Le parquet national financier (PNF) a requis contre lui quatre ans de prison, dix millions d’euros d’amende et, surtout, la confiscation du patrimoine français saisi, estimé à 90 millions d’euros : deux hôtels particuliers, une quarantaine d’appartements, un château et entre autres, des haras.

Toute la question est de savoir avec quel argent Rifaat al-Assad, qui se présente aujourd’hui comme un opposant au régime de son neveu Bachar, a acquis ces biens.

Ancien pilier du régime de Damas, il fut le chef des forces d’élite de la sécurité intérieure, les Brigades de défense, qui avaient notamment réprimé dans le sang une insurrection islamiste en 1982. Ce qui lui vaut un surnom : « le boucher de Hama ».

Contraint à l’exil en 1984 après un coup d’État manqué contre son frère Hafez, il s’était installé en Suisse puis en France avec sa famille et 200 fidèles.

Lui qui n’avait aucune fortune familiale en Syrie avait alors bâti un empire immobilier évalué aujourd’hui à 800 millions d’euros, principalement en Espagne mais aussi en France et en Grande-Bretagne, qui a tardivement éveillé les soupçons.

L’accusation considère que le patrimoine français de Rifaat al-Assad a été acquis avec des fonds illicites car issus de détournements de fonds publics syriens, notamment d’un exil négocié avec Hafez al-Assad et financé par Damas, donc qu’il est coupable de « blanchiment en bande organisée » entre 1984 à 2016.

Mais le temps a passé, aucune investigation n’a pu être menée en Syrie depuis l’ouverture de l’enquête en 2013 et le parquet n’a aucune preuve matérielle de versements syriens en faveur de Rifaat al-Assad.

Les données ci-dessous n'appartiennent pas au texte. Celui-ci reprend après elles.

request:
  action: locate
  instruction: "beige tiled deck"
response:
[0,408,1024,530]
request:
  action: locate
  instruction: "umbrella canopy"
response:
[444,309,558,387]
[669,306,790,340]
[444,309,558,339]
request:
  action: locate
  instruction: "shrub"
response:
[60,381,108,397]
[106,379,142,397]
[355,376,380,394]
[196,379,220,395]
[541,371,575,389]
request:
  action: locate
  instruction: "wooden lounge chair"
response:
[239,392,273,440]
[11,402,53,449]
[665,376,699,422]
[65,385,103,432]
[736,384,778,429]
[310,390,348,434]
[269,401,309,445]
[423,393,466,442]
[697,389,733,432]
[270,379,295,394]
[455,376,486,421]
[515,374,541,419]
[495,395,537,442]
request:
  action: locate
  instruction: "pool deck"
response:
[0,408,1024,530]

Aux yeux du procureur, il existe toutefois des « présomptions fortes, concordantes, du caractère illicite » des acquisitions de Rifaat al-Assad, qui possédait des comptes offshores en Suisse et à Gibraltar et dont les biens sont détenus par des sociétés nichées un temps dans des paradis fiscaux et désormais au Luxembourg, gérées par ses proches.

Le PNF s’est aussi appuyé sur des témoignages – contestés par la défense – faisant état de détournements de fonds et « bien corroborés » selon lui par le budget syrien de l’époque.

De son côté, Rifaat al-Assad assure que sa fortune est « parfaitement licite ». Ses cinq avocats ont plaidé la relaxe.

Selon eux, il doit sa richesse à la générosité d’Abdallah, prince héritier puis roi d’Arabie Saoudite, qui l’aurait financé de manière continue entre les années 1980 et sa mort en 2015.

Ils ont notamment produit un chèque de 10 millions de dollars signé par Abdallah en 1984 jugé insuffisant par l’accusation, la preuve de trois virements tardifs, entre 2008 et 2010, et plusieurs attestations faisant état d’un soutien financier saoudien. La défense, qui a longuement ferraillé sur le plan juridique, considère par ailleurs qu’une grande partie du patrimoine français de Rifaat al-Assad n’est pas concernée par les poursuites. Outre la problématique des fonds syriens, l’accusation a également demandé sa condamnation pour blanchiment de fraude fiscale aggravée, listant plusieurs manquements fiscaux, et pour le travail dissimulé d’employés de maison. L’association Sherpa, à l’origine de cette procédure, a demandé 30.000 € de dommages et intérêts.

Décoré de la Légion d’honneur en France en 1986 pour services rendus, Rifaat al-Assad est menacé d’un procès en Espagne pour des soupçons bien plus vastes de biens mal acquis, et poursuivi en Suisse pour des crimes de guerre commis dans les années 1980.